Thursday, March 7, 2013

Somewhere in France | In Memoriam



December 22, 1918

In Memoriam

Serg. JOHN R. HUBBARD was killed in action “Somewhere in France” on September 28th. The sympathy of the congregation is extended to his mother and sister. The first gold star on our service flag appears to-day.

“He died as few men get the chance to die—
Fighting to save a world’s morality.
He died the noblest death a man may die,
Fighting for God, and Right, and Liberty;--
And such a death is Immortality.

For centuries a star has been emblematic of the highest ideals toward which men aspire. Whatever is not to be surpassed in beauty and achievement, that we symbolize by a star. In the hearts of Americans to-day one star is set above all others—the Service Star.

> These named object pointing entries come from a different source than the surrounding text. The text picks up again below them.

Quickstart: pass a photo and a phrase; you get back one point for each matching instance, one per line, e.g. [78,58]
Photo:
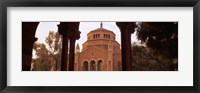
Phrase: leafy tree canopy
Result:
[161,36]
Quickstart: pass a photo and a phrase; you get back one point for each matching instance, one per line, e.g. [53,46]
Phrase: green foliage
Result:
[146,59]
[160,36]
[48,55]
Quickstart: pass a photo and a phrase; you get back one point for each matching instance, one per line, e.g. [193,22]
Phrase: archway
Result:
[100,65]
[92,66]
[85,66]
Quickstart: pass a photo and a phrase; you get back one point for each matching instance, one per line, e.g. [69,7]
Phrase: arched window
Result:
[98,35]
[92,66]
[85,66]
[100,65]
[93,36]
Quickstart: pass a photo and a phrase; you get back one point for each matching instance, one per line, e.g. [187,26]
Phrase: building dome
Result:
[101,37]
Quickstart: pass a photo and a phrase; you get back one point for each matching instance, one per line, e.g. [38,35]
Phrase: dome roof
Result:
[101,29]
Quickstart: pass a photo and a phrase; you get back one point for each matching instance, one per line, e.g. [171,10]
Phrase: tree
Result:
[160,36]
[48,54]
[146,59]
[54,44]
[42,62]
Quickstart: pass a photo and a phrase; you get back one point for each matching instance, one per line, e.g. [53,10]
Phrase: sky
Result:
[84,27]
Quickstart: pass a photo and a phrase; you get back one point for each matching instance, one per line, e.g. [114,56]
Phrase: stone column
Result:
[73,37]
[126,29]
[64,32]
[28,39]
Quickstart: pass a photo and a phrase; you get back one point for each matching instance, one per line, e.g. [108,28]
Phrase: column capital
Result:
[127,26]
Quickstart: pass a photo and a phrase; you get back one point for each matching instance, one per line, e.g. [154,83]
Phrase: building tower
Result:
[101,52]
[77,53]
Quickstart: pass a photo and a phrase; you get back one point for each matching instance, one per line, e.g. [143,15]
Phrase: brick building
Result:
[101,52]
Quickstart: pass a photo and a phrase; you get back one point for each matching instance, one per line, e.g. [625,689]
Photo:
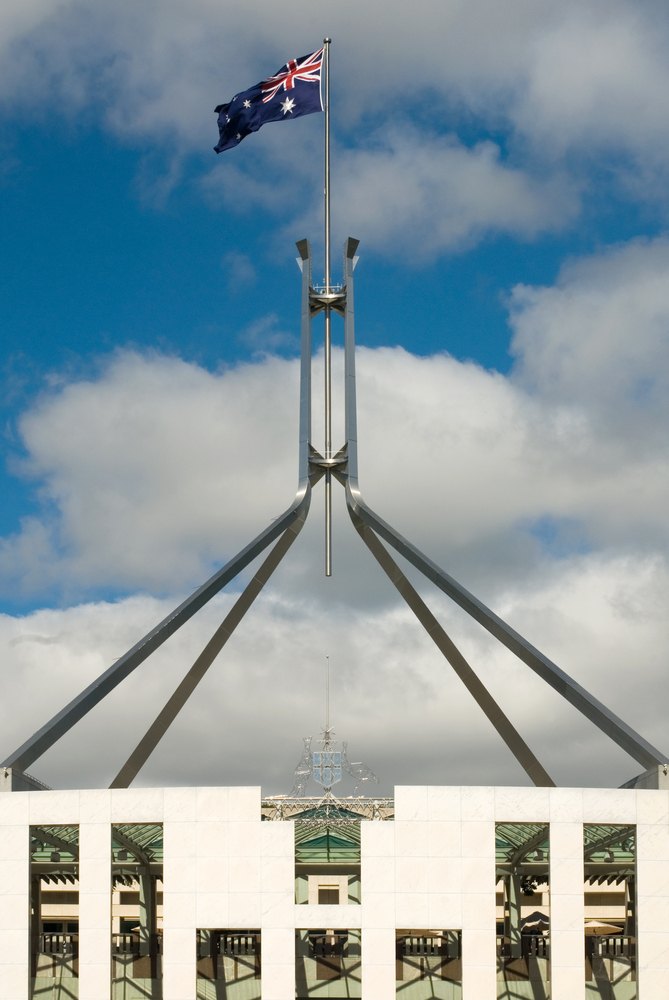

A Service Flag in the window of a home that gives a son! Simple and quite familiar now, but still prompting many visions. We see beyond it a flag of many stars—Old Glory; we think of a man upon a bloody field, face to face with death; we hear a mother’s prayer; we see far beyond, Justice triumphant and Peace restored. But most often we think of the son and the mother.

Long ago, above a lowly house hung a star of portent and glory, and beneath it, as now, there was a mother and a Son. Then, as now, the star marked a house where the Son offered His life for the life of a world; a house where the mother knew, with all mothers, the agony and the benediction of sacrifice.

We who are but watchers of the battle, pass these present houses of the war, seeing too little. WE need to remember that first House of the Star and, like Wise Men, follow its guidance in the [illegible] of sacrificial joy.